Jewell scored one of those sweet ObamaCare waivers for REI, as reported by the Washington Examiner. A company spokesman clarified to the Examiner that it was a waiver for their “mini-med” plan to cover part-time, temporary, and seasonal employees “without disrupting their access to health care benefits until 2014, which is when plans with annual limits can no longer be offered.” ObamaCare: a machine that consists entirely of patches, quick fixes, temporary repairs, and blown fuses. Who knew that losing your freedom would be so complicated?
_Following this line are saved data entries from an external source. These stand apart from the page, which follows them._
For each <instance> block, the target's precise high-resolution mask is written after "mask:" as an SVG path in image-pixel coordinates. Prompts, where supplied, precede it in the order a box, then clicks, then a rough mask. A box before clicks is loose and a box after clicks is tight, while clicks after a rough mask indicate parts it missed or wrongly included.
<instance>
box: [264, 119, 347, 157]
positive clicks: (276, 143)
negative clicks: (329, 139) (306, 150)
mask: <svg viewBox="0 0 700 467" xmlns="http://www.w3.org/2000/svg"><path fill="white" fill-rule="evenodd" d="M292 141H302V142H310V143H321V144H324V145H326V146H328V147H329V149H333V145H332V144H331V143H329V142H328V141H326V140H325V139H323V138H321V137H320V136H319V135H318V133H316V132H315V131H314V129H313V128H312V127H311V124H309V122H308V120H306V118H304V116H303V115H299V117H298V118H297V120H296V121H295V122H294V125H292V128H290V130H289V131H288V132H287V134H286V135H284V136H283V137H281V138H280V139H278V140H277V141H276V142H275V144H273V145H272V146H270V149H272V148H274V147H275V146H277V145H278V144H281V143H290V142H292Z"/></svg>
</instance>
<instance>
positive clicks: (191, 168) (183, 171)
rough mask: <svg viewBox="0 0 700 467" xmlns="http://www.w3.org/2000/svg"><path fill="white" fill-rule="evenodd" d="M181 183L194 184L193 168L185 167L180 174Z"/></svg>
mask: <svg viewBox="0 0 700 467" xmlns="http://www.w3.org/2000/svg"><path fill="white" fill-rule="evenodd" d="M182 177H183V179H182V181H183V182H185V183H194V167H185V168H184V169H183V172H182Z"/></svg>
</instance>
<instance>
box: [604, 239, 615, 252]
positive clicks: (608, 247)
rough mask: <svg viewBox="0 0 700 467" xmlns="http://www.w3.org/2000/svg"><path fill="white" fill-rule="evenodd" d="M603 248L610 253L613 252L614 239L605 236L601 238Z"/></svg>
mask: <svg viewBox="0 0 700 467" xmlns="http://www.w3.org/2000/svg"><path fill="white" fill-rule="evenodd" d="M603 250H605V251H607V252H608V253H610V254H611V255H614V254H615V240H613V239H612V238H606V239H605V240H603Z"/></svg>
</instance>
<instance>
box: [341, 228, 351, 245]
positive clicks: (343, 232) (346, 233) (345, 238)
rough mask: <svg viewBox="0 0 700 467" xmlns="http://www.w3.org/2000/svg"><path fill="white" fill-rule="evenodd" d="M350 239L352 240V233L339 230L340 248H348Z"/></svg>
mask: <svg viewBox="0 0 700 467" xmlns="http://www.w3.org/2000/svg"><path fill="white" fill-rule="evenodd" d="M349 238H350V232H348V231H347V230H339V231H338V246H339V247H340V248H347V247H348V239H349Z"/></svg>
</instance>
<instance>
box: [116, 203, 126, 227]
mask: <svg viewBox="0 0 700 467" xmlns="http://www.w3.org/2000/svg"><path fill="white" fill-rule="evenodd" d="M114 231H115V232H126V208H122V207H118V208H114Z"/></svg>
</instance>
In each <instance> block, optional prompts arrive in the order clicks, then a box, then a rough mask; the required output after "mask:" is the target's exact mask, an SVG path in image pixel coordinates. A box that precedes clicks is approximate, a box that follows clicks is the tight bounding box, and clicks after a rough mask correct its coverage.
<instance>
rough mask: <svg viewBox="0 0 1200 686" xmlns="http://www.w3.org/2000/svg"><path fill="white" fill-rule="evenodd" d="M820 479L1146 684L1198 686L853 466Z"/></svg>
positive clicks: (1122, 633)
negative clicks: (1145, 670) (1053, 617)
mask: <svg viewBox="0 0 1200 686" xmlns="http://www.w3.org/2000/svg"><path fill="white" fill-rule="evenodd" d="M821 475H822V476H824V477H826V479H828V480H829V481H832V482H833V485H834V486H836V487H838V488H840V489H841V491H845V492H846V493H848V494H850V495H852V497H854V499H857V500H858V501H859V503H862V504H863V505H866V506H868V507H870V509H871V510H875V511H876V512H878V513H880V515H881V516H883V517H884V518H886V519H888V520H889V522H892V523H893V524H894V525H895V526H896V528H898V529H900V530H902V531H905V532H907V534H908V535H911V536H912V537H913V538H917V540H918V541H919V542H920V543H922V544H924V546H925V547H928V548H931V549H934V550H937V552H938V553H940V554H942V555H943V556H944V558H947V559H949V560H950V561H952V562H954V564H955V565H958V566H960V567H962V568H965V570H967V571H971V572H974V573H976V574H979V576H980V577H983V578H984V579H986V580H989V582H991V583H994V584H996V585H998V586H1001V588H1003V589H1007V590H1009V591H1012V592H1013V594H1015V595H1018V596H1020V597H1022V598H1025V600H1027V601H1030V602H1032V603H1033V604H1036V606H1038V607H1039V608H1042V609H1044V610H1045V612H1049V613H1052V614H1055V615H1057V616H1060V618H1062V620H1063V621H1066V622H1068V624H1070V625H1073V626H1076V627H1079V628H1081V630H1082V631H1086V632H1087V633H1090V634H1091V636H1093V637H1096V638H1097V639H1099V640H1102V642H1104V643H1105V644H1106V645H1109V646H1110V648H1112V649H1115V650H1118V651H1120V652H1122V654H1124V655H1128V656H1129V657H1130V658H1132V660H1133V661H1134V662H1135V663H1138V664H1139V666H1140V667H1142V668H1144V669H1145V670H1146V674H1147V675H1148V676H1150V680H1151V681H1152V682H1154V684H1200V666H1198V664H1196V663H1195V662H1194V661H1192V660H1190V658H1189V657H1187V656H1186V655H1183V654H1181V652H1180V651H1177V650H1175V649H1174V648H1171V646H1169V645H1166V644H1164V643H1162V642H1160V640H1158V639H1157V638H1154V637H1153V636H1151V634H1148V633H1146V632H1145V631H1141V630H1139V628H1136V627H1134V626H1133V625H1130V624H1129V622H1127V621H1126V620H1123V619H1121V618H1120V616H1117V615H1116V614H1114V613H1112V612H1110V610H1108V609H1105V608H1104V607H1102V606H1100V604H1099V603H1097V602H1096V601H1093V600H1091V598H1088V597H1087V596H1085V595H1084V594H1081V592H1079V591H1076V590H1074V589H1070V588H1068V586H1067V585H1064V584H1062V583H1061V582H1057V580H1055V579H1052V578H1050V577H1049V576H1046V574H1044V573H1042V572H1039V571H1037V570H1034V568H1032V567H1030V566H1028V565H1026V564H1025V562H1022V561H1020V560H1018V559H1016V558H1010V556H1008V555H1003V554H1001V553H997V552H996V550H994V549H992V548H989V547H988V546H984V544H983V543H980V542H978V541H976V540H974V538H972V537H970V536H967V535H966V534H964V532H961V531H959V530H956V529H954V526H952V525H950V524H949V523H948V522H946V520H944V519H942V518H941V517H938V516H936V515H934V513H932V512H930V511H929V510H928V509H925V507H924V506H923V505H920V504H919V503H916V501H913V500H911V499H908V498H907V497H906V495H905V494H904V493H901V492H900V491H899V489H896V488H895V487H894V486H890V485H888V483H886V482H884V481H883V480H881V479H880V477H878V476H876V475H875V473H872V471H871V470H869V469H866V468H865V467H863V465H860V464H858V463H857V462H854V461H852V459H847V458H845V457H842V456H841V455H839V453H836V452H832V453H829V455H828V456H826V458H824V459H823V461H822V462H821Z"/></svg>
Jewell might not be the worst choice Obama could have made; her predecessor, Ken Salazar, did plenty of damage to the American economy by shutting down the kind of development that works, while handing over federal land to Obama’s green-energy bankruptcy machines. It’s Barack Obama’s ideology that is “transforming” America, and he’s not about to name an Interior Secretary who disagrees substantially with it. And as mentioned previously, he’s made far worse picks for his second Administration.
But if this was a Republican President assembling his Cabinet, we wouldn’t hear a lot of soothing noises about how “elections have consequences,” or demands for Democrats to pipe down and wave through the less absurd nominees without comment. Democrats would assert their right to speak up against every Republican appointee, particularly when this provided an opportunity to highlight their policy differences with the President. There is no reason for Republicans to listen to anyone who says those rules only apply to resistance from the other party.
And it remains amazing that this beyond-broke government still considers itself the rightful holder of title over so many of America’s resources, when it should be required to sell off assets to pay its bills. The federal government is sitting on enough real estate to pay off the entire national debt, eight times over. But instead of seeking the income it needs, the Obama Administration speaks endlessly of seizing more money from the private sector, while simultaneously requiring it to pay fabulous tributes to the official State religion of madcap environmentalism. It’s like a bankrupt credit-card wastrel insisting that he be allowed to hold on to his mansion, fancy car, and expensive jewelry.
There’s no need to go over the top and oppose every fiber of Jewell’s being, with the power of a thousand flaming Chevy Volts. Praise her for what she does well… and ask tough, reasonable questions about the rest. There seem to be a few things worth asking about.